You can use this as a nested pattern, so you should be able to rewrite your example using the Equals active pattern.
One of the beauties of functional languages is higher order functions. Using those functions we take the recursion out and just focus on what you really want to do. Which is to get the value of the first tuple that matches your identifier otherwise return -1:
let getValue identifier list =
match List.tryFind (fun (x,y) -> x = identifier) list with
| None -> -1
| Some(x,y) -> y
//val getValue : 'a -> (('a * int) list -> int) when 'a : equality
This paper by Graham Hutton is a great introduction to what you can do with higher order functions.
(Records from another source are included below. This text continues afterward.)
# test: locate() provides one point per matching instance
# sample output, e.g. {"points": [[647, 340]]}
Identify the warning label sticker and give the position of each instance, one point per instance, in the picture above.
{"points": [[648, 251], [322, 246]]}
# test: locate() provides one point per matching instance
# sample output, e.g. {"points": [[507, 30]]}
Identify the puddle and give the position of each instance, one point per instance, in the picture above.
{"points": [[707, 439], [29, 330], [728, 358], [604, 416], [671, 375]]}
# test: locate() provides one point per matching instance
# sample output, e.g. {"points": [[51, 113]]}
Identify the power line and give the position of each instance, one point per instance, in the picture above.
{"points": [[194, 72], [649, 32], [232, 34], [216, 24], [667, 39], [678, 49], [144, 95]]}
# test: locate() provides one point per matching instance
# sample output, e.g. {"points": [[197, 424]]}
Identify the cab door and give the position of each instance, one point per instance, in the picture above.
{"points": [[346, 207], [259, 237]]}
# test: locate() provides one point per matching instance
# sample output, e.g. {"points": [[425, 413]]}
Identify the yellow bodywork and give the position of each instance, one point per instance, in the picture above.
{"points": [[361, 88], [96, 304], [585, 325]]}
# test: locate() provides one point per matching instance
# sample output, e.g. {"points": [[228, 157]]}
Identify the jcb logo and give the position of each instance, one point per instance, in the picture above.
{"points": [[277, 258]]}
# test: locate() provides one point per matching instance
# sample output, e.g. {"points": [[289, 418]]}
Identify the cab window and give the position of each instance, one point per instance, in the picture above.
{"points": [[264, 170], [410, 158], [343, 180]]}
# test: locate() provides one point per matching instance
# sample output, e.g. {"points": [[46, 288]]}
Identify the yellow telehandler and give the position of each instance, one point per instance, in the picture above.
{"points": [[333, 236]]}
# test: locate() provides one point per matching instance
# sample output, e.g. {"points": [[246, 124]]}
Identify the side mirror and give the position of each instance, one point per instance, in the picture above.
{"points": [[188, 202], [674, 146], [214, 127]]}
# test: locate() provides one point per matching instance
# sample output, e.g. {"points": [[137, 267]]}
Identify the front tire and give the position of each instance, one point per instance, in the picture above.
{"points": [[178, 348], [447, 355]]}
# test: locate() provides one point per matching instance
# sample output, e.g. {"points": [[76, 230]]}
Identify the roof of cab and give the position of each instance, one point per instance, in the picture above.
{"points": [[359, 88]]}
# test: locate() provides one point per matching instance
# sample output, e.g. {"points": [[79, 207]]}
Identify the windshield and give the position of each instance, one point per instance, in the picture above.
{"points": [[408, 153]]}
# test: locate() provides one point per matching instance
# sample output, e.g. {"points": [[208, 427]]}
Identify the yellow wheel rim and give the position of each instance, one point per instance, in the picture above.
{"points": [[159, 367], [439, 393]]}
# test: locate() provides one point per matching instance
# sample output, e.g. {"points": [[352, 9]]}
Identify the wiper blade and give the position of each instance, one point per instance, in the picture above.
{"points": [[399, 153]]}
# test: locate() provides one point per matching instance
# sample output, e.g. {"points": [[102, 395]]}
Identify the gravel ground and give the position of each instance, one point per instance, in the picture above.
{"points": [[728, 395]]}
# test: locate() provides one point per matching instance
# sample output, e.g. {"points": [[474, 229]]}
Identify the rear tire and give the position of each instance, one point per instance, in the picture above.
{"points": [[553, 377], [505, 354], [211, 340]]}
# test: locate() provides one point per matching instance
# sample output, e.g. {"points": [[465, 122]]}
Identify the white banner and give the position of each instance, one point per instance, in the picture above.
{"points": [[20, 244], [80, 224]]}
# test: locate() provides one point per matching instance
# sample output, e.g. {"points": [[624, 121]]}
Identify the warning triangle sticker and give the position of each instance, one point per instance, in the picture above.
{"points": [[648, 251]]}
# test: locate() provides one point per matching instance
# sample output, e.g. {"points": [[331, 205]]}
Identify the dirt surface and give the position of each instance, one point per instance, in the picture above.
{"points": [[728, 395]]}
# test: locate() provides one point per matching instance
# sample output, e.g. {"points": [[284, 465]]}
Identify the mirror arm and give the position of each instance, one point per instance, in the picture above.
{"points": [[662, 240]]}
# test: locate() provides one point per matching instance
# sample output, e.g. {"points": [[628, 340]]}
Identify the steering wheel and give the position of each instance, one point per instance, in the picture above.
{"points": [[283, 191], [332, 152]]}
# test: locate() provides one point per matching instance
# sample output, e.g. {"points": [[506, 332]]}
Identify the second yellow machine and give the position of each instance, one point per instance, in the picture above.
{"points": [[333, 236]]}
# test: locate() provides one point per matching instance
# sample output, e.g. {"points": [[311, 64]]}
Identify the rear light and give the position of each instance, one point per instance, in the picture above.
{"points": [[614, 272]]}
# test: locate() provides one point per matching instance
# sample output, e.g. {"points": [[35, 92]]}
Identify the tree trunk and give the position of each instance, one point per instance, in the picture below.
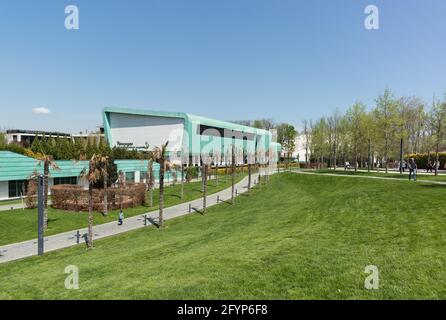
{"points": [[437, 164], [205, 167], [46, 173], [370, 157], [249, 176], [90, 210], [161, 194], [182, 181], [151, 183], [401, 156], [233, 173], [105, 194]]}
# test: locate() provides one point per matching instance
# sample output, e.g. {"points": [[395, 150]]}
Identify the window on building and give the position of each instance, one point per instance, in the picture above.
{"points": [[130, 177], [65, 180], [212, 131], [17, 188]]}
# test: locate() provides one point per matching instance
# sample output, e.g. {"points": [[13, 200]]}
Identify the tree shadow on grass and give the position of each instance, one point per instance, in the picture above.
{"points": [[432, 185], [198, 211], [153, 222]]}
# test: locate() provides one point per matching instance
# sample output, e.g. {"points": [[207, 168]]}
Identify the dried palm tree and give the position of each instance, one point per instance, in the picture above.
{"points": [[159, 156], [104, 162], [92, 176], [233, 173], [48, 163]]}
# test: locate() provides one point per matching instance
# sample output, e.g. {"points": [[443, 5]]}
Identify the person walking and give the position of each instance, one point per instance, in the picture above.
{"points": [[120, 218], [412, 169], [430, 167]]}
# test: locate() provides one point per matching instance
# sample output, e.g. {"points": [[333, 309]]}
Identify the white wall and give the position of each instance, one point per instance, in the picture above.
{"points": [[4, 190], [140, 129]]}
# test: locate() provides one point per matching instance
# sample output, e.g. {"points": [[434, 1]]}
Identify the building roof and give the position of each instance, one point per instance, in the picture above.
{"points": [[188, 117], [15, 166]]}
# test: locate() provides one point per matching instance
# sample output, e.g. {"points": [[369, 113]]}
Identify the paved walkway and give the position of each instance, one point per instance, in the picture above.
{"points": [[14, 206], [368, 177], [67, 239], [22, 205]]}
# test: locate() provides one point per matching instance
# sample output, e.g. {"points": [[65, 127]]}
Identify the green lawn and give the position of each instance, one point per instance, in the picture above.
{"points": [[301, 237], [421, 175], [10, 202], [20, 225]]}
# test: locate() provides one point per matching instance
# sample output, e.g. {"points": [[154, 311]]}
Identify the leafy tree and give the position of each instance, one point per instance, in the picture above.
{"points": [[286, 136], [438, 117], [386, 114]]}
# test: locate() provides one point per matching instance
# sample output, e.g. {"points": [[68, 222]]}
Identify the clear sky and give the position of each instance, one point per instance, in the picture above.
{"points": [[228, 59]]}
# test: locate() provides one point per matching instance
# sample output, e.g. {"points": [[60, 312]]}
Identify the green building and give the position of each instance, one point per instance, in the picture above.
{"points": [[186, 133]]}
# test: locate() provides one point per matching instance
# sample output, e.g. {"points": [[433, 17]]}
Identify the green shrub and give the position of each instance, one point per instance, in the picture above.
{"points": [[191, 173], [422, 159]]}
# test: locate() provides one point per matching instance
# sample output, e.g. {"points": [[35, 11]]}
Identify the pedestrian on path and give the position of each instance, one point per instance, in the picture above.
{"points": [[430, 167], [412, 169], [120, 218]]}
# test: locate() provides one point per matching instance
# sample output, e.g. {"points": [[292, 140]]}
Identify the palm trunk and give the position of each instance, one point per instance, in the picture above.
{"points": [[370, 157], [233, 174], [46, 174], [161, 194], [204, 188], [90, 210], [105, 194], [249, 176], [182, 181], [437, 164], [151, 183], [401, 156]]}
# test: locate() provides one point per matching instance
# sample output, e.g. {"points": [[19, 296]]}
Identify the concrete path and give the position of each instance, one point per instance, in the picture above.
{"points": [[367, 177], [14, 206], [67, 239]]}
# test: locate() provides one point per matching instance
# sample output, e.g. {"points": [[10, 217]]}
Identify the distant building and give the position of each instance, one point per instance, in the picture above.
{"points": [[26, 137], [16, 169]]}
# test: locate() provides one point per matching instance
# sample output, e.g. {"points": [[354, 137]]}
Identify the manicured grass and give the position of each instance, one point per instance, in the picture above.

This is not directly an answer to the question: how to pattern-match the value of a variable. But it's not completely unrelated either.
If you want to see how powerful pattern-matching could be in a ML-like language similar to F# or OCaml, take a look at Moca.
You can also take a look at the code generated by Moca :) (not that there's anything wrong with the compiler doing a lot of things for you in your back. In some cases, it's desirable, even, but many programmers like to feel they know what the operations they are writing will cost).
What you're trying to do is called an equality pattern, and it's not provided by Objective Caml. Objective Caml's patterns are static and purely structural. That is, whether a value matches the pattern depends solely on the value's structure, and in a way that is determined at compile time. For example, (_, _)::tail is a pattern that matches any non-empty list whose head is a pair. (identifier, value)::tail matches exactly the same values; the only difference is that the latter binds two more names identifier and value.
Although some languages have equality patterns, there are non-trivial practical considerations that make them troublesome. Which equality? Physical equality (== in Ocaml), structural equality (= in Ocaml), or some type-dependent custom equality? Furthermore, in Ocaml, there is a clear syntactic indication of which names are binders and which names are reference to previously bound values: any lowercase identifier in a pattern is a binder. These two reasons explain why Ocaml does not have equality patterns baked in. The idiomatic way to express an equality pattern in Ocaml is in a guard. That way, it's immediately clear that the matching is not structural, that identifier is not bound by this pattern matching, and which equality is in use. As for ugly, that's in the eye of the beholder — as a habitual Ocaml programmer, I find equality patterns ugly (for the reasons above).
match bindings with
| (id, value)::tail when id = identifier -> value
| (_, _)::tail -> getValue identifier tail
| [] -> -1
In F#, you have another possibility: active patterns, which let you pre-define guards that concern a single site in a pattern.
This is a common complaint, but I don't think that there's a good workaround in general; a pattern guard is usually the best compromise. In certain specific cases there are alternatives, though, such as marking literals with the [<Literal>] attribute in F# so that they can be matched against.